What do mining in Australia, labor issues in South Africa and mineral processing technology in China have to do with the global coatings industry? The answer is titanium feedstock, a little understood or appreciated element in the titanium value chain. This industry, known as mineral sands, is relatively small compared to other mining industries.
Although often considered a commodity, TiO2 products are highly specialized, and their intrinsic value is based on relative economic value and value in use, which are often not fully understood, even by industry veterans.
Titanium is the ninth most abundant chemical element in the earth’s crust, making up about 0.62% of it. Rarely found in its pure form, titanium typically exists as an oxide compound in conjunction with iron and other metal oxides. The principal minerals containing titanium are ilmenite (FeTiO3) and rutile (TiO2).

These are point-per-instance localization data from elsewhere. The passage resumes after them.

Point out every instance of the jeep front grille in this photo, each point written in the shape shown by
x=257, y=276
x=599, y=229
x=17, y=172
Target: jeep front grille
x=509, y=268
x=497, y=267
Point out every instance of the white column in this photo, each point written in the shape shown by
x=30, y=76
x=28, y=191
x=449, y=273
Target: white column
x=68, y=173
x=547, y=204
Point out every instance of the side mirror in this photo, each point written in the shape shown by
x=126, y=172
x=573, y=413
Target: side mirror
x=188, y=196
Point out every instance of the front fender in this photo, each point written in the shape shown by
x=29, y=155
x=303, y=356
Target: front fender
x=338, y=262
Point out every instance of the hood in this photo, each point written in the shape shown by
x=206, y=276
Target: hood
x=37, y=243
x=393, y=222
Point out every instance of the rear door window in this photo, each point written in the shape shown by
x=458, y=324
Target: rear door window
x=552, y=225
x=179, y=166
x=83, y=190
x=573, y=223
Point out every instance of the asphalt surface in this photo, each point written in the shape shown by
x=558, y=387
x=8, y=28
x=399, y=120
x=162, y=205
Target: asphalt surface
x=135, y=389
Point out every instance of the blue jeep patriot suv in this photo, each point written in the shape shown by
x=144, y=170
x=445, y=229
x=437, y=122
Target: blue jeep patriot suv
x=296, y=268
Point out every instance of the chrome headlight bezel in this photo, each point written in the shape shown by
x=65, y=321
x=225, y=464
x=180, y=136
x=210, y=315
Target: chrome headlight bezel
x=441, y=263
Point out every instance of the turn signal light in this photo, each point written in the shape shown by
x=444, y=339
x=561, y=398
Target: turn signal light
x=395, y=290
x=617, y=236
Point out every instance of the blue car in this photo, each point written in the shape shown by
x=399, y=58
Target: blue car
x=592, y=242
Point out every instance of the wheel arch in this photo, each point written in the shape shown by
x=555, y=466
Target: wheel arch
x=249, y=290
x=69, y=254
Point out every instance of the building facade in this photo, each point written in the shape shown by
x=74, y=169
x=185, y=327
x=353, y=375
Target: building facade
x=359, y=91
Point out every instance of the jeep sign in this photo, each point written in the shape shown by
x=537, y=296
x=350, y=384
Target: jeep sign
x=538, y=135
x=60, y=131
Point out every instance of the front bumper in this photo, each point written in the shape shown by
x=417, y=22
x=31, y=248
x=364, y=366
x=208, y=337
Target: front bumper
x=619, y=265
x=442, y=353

While titanium is relatively abundant, it is expensive because it is difficult to isolate in its pure form that is needed to manufacture titanium metal alloys or to convert to the pigment, titanium dioxide (TiO2). About 85% to 90% of titanium ore is refined into titanium dioxide (TiO2); the rest goes into titanium metal for welding rods and pig iron production as a co-product of smelting ilmenite.
TiO2 producers typically have sophisticated models to help them determine the best ore blends or mix to use. These models consider the TiO2 content of the ore or ore mix, the process chemical volumes needed and the waste produced from the ore blend selected. The cost of producing a ton of pigment is derived from these models and is used to optimize ore blends for cost and other reasons.
Figure 1 illustrates that sulfate producers and chloride producers have different ore selection criteria based on the capabilities of their process to remove impurities and produce high-grade pigment, the design of their plant in terms of their capability to use low-cost feedstock and produce at desired rates, and the requirements of their co-products or waste disposal permits.
Change is coming. Current mines are depleting, requiring new mines. As is the case for most natural resources, the highest quality areas were mined first; now mining projects result in more trash and overburden, lower percentages of valuable heavy minerals (VHM), and VHM assemblages have lower value material. They decrease potential revenue with higher capital and operating costs (Figure 2).
The net result: miners will need higher prices for their products, costs that will be passed on to TiO2 producers. How fast will this occur? Figure 3 shows the depletion rate of natural rutile at existing mines.
Although global sales are estimated at 700-800 ktpa, new projects are not keeping up with depleting resources – which increases demand for less cost-effective raw materials.
The TiO2 industry needs titanium feedstock to produce the volumes required by the global coatings industry. Depletion will result in higher prices. Based on our hands-on experience and knowledge of the industry, TiPMC expects the cost to secure these critical feedstocks will be passed along to coatings companies and ultimately to consumers for the foreseeable future.